My friend’s husband left her and her 15 month old child with no source of income or even a vehicle. Could they move from AL to NC?

Asked on June 9, 2011 under Family Law, Alabama

Answers:

M.D., Member, California and New York Bar / FreeAdvice Contributing Attorney

Answered 10 years ago | Contributor

I'm assuming here that they have not been to court in this matter. In that case, if there is no court order in affect she can move out-of-state with her children.  However be aware that her husband could go to court in AL and obtain an order which would require her to return (with the children).  If she doesn't then come back, she could be charged with parental kidnapping.  The best way for your friend to obtain legal custody is for her to go to court first.  If she gets a temporary custody order from the court (a permanent order will be issued at such time as a divorce is finalized) she will be legally protected.  She should do this in AL because she won't have residency in NC for at least 6 months (and her husband could go to court first). In deciding whether or not she can then move out-of-state, the court will consider "the bests interests of the children" in making its determination.  

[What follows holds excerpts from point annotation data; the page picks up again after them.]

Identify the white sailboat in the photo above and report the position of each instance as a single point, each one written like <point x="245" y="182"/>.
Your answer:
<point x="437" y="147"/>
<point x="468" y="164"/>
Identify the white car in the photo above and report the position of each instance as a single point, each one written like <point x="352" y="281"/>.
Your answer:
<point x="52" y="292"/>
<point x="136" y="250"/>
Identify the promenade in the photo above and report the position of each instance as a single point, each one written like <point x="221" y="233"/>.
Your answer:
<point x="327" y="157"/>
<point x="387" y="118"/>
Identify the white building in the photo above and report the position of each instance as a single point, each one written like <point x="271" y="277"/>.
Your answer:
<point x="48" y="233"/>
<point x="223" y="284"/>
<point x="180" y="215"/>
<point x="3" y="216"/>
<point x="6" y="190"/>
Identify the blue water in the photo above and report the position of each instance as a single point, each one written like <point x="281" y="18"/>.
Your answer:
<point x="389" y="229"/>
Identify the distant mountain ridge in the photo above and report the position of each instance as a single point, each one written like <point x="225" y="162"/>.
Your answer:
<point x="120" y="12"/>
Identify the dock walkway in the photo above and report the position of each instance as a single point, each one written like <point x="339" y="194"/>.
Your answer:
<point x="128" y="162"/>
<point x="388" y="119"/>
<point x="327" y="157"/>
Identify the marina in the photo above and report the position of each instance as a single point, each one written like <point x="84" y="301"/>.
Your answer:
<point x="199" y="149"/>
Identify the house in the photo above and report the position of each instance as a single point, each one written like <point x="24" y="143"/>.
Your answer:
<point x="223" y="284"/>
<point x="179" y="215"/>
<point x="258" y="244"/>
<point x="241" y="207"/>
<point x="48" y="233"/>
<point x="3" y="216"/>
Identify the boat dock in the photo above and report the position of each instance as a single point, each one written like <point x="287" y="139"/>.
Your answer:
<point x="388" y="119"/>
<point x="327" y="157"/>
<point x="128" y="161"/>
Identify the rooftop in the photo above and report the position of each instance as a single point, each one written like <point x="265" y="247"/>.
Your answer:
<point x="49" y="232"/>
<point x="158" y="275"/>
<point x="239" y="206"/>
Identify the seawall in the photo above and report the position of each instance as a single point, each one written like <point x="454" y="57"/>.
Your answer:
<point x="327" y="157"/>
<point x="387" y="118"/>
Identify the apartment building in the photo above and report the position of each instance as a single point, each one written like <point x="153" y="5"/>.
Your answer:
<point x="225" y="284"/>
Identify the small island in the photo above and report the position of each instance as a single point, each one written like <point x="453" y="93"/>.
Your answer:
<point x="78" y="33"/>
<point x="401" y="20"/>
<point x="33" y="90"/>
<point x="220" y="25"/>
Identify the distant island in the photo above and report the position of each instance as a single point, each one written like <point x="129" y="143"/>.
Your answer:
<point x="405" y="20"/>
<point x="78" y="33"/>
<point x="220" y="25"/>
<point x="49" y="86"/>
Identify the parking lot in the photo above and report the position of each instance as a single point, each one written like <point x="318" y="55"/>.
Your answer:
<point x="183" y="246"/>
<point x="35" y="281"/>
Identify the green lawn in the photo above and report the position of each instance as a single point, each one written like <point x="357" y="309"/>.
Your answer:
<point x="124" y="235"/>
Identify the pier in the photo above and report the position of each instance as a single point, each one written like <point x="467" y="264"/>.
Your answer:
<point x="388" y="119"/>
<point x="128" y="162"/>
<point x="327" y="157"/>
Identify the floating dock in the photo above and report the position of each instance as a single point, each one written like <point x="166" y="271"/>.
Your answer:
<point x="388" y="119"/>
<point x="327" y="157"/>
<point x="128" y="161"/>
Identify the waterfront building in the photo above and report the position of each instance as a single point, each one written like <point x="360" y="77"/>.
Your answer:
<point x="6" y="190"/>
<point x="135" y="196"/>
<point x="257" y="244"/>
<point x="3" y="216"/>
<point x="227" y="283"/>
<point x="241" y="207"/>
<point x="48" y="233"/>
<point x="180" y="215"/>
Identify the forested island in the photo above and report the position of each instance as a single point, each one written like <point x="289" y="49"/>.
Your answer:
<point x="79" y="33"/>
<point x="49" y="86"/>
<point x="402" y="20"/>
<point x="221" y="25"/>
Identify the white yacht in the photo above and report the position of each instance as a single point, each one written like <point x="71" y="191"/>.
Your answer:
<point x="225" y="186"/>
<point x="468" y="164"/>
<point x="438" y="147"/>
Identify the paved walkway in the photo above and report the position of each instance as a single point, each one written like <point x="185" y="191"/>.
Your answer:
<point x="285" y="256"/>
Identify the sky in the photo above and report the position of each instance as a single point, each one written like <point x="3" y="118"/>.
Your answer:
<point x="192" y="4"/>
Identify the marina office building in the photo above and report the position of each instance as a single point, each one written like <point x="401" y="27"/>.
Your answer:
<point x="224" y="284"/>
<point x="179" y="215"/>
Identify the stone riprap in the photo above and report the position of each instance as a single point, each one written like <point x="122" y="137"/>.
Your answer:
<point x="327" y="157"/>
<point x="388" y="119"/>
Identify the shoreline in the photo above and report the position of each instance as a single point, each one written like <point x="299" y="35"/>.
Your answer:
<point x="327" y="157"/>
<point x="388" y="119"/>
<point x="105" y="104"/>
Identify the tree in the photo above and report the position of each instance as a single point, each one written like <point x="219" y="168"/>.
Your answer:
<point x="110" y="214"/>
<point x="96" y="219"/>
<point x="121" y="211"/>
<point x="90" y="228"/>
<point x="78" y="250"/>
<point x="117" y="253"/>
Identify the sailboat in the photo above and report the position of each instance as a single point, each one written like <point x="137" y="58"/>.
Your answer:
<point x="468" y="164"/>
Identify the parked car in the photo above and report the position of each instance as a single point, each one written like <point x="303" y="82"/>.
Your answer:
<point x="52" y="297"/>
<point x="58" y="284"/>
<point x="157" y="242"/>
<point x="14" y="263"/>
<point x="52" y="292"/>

She can have an attorney help her with this. There are agencies, both private and government, that provide free representation to income eligable individuals.  Legal Aid is one of those agencies.  If she doesn't qualify for representation by Legal Aid, see if they can recommend someone to help her.  Also, check to see if there is a law school nearby to where she lives; they typically run free/low cost clinics that handle these type cases.  Additionally, she can contact the local Bar Association in the county; they may have a list of attorneys who will take cases "pro bono" (for free) or at least for a reduced fee based on income/circumstances.  Finally, googlewomen's support groups in her area; they can usually provide a list of attorneys who can help.  Even her AL's Department of Social Services may be able to refer her to free legal services.